This case involved complex litigation arising from a joint venture between Chinese nationals (using Taiyuan Company Limited as their vehicle) and Zimbabwean nationals (using Stoat Mining) to invest in various ventures. In 2007, Taiyuan and Hwange Colliery Company Limited entered into a BOOT (Build, Operate, Own and Transfer) agreement for construction of a coke oven and battery. They formed Hwange Coal Gasification Company (Private) Limited as the special purpose vehicle, with shares held 75% by Taiyuan and 25% by Hwange Colliery. The board comprised 5 directors from Taiyuan and 2 from Hwange Colliery. Disputes erupted between the Chinese faction (Guo Feng and Su Longmin - "Samukange faction") and the Zimbabwean faction (Cephas Msipa and Gilbert Chahwanda - "Dzvetero faction"), each claiming to represent the Coal Gasification Company legitimately. Feng and Longmin were suspended and dismissed by the Dzvetero faction. Bank accounts were frozen. Multiple urgent applications were filed by both factions. Hwange Colliery sought to be joined to proceedings, to replace Fred Moyo (who had left Hwange Colliery) as bank signatory, to obtain an anti-dissipation interdict, and to interdict Tendai Savanhu (who had been dismissed from Hwange Colliery) from representing the Coal Gasification Company.
1. Hwange Colliery joined as a party to HC 4861/13 and HC 4895/13. 2. The consent order by Dube J amended to replace Fred Moyo with Staford Ndlovu as bank signatory, with the interim signing arrangements applying to all bank accounts. 3. Tendai Savanhu interdicted from representing Hwange Colliery in any capacity. 4. Tendai Savanhu interdicted from attending board meetings, signing documents, or making representations on behalf of Hwange Coal Gasification Company. 5. Application for anti-dissipation interdict dismissed. 6. Each party to bear its own costs.
1. Under Order 13 r 87, the court has wide discretion to join parties who have a direct and substantial interest in proceedings or whose presence is necessary to effectually determine matters in dispute. 2. Where a company's articles provide for the appointment of directors by specific shareholders in a fixed ratio (as opposed to election), the power to appoint includes the power to recall or remove such appointees. 3. Article provisions dealing with retirement by rotation of elected directors do not apply to appointed directors who hold office at the pleasure of their appointing shareholder. 4. An interpretation of articles of association that would leave shareholders without representation on the board contrary to agreed ratios would lead to absurd results and should be rejected. 5. In abnormal circumstances where a company is subject to internal factional disputes, interim protective measures (such as court-supervised signing arrangements) may be appropriate even if they involve some shareholder participation in management.

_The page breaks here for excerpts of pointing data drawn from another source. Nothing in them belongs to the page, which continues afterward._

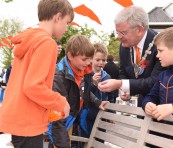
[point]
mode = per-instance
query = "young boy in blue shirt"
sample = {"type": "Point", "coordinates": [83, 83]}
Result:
{"type": "Point", "coordinates": [98, 75]}
{"type": "Point", "coordinates": [68, 80]}
{"type": "Point", "coordinates": [158, 103]}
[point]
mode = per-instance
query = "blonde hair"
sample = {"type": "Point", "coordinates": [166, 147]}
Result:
{"type": "Point", "coordinates": [134, 15]}
{"type": "Point", "coordinates": [48, 8]}
{"type": "Point", "coordinates": [101, 48]}
{"type": "Point", "coordinates": [80, 45]}
{"type": "Point", "coordinates": [166, 36]}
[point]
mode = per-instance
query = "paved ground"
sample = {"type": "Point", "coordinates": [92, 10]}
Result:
{"type": "Point", "coordinates": [5, 141]}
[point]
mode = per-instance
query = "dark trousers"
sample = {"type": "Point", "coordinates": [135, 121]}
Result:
{"type": "Point", "coordinates": [27, 142]}
{"type": "Point", "coordinates": [60, 134]}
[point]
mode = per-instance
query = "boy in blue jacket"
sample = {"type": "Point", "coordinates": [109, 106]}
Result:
{"type": "Point", "coordinates": [98, 75]}
{"type": "Point", "coordinates": [70, 77]}
{"type": "Point", "coordinates": [159, 102]}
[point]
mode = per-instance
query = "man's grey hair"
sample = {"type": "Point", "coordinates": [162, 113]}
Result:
{"type": "Point", "coordinates": [134, 15]}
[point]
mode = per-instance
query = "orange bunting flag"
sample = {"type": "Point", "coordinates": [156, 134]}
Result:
{"type": "Point", "coordinates": [10, 37]}
{"type": "Point", "coordinates": [6, 42]}
{"type": "Point", "coordinates": [74, 24]}
{"type": "Point", "coordinates": [85, 11]}
{"type": "Point", "coordinates": [1, 44]}
{"type": "Point", "coordinates": [124, 3]}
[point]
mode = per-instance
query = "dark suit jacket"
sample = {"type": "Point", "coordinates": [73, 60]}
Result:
{"type": "Point", "coordinates": [144, 82]}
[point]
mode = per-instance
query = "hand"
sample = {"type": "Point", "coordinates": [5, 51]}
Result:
{"type": "Point", "coordinates": [103, 104]}
{"type": "Point", "coordinates": [109, 85]}
{"type": "Point", "coordinates": [162, 111]}
{"type": "Point", "coordinates": [149, 108]}
{"type": "Point", "coordinates": [66, 110]}
{"type": "Point", "coordinates": [124, 96]}
{"type": "Point", "coordinates": [96, 78]}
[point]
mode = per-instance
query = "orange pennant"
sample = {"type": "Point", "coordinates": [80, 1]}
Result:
{"type": "Point", "coordinates": [10, 37]}
{"type": "Point", "coordinates": [85, 11]}
{"type": "Point", "coordinates": [75, 24]}
{"type": "Point", "coordinates": [6, 42]}
{"type": "Point", "coordinates": [124, 3]}
{"type": "Point", "coordinates": [1, 44]}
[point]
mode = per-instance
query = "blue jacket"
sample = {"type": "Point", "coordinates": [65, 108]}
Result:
{"type": "Point", "coordinates": [162, 91]}
{"type": "Point", "coordinates": [103, 96]}
{"type": "Point", "coordinates": [88, 116]}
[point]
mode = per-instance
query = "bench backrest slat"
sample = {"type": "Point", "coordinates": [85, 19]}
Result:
{"type": "Point", "coordinates": [128, 126]}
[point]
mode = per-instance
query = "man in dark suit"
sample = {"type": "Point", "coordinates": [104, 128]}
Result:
{"type": "Point", "coordinates": [139, 66]}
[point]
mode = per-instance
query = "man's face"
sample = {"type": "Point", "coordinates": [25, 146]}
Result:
{"type": "Point", "coordinates": [165, 55]}
{"type": "Point", "coordinates": [129, 36]}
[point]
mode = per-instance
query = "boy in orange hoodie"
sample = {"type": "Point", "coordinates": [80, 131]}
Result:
{"type": "Point", "coordinates": [29, 96]}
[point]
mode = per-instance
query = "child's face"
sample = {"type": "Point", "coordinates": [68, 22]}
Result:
{"type": "Point", "coordinates": [60, 25]}
{"type": "Point", "coordinates": [99, 61]}
{"type": "Point", "coordinates": [80, 62]}
{"type": "Point", "coordinates": [165, 55]}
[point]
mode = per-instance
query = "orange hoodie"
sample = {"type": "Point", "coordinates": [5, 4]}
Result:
{"type": "Point", "coordinates": [29, 96]}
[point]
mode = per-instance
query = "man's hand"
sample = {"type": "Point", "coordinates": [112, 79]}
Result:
{"type": "Point", "coordinates": [109, 85]}
{"type": "Point", "coordinates": [103, 104]}
{"type": "Point", "coordinates": [96, 78]}
{"type": "Point", "coordinates": [162, 111]}
{"type": "Point", "coordinates": [149, 108]}
{"type": "Point", "coordinates": [124, 96]}
{"type": "Point", "coordinates": [66, 110]}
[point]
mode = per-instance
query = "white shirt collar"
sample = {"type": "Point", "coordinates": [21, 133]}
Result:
{"type": "Point", "coordinates": [140, 45]}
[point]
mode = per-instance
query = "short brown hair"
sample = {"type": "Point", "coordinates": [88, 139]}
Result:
{"type": "Point", "coordinates": [110, 58]}
{"type": "Point", "coordinates": [101, 48]}
{"type": "Point", "coordinates": [166, 36]}
{"type": "Point", "coordinates": [48, 8]}
{"type": "Point", "coordinates": [80, 45]}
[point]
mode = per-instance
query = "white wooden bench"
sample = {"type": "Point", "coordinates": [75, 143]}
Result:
{"type": "Point", "coordinates": [128, 127]}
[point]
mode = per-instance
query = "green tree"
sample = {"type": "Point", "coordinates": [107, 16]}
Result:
{"type": "Point", "coordinates": [8, 27]}
{"type": "Point", "coordinates": [85, 30]}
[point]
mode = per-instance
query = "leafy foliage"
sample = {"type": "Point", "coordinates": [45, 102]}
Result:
{"type": "Point", "coordinates": [89, 32]}
{"type": "Point", "coordinates": [8, 27]}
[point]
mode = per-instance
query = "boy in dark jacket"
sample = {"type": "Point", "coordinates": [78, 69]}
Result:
{"type": "Point", "coordinates": [159, 102]}
{"type": "Point", "coordinates": [98, 75]}
{"type": "Point", "coordinates": [68, 80]}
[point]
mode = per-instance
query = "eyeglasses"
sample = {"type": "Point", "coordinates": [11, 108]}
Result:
{"type": "Point", "coordinates": [124, 33]}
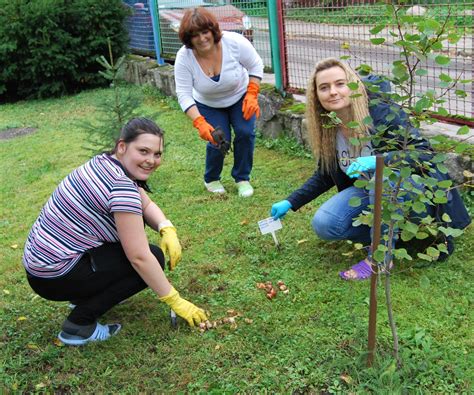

The court observed that it was unsatisfactory to determine the respective rights of BOOT partners in such a summary fashion as urgent chamber applications required, and that the legal issues were of considerable importance but could not be properly canvassed under certificates of urgency. The court noted that the conclusion should be understood only in the context of the peculiar facts and circumstances. The court also commented that the matters were 'crying out for resolution in the boardrooms of the corporations involved' and that 'the court should not be extensively involved any more than it should.' The court expressed the view that while Hwange Colliery's fears were reasonable, signing arrangements provided good protection and the coke oven and battery, being fixed structures on Hwange Colliery's premises, could be easily monitored. The court noted the 'remarkable situation that two sets of legal representatives purported to represent the same company' as demonstrating the abnormal times for the Coal Gasification Company.
This case provides important guidance on company law principles in Zimbabwe regarding: (1) the interpretation of articles of association in joint venture companies, particularly the distinction between appointed and elected directors; (2) the rights of appointing shareholders to recall their appointees to a board; (3) the balance between minority shareholder protection and non-interference in management; (4) the court's approach to urgent commercial disputes involving competing factions claiming to represent the same company; (5) joinder of interested parties in company disputes; and (6) the application of anti-dissipation interdicts to going concerns. The case demonstrates the court's pragmatic approach to complex commercial disputes while avoiding excessive judicial micromanagement of corporate affairs.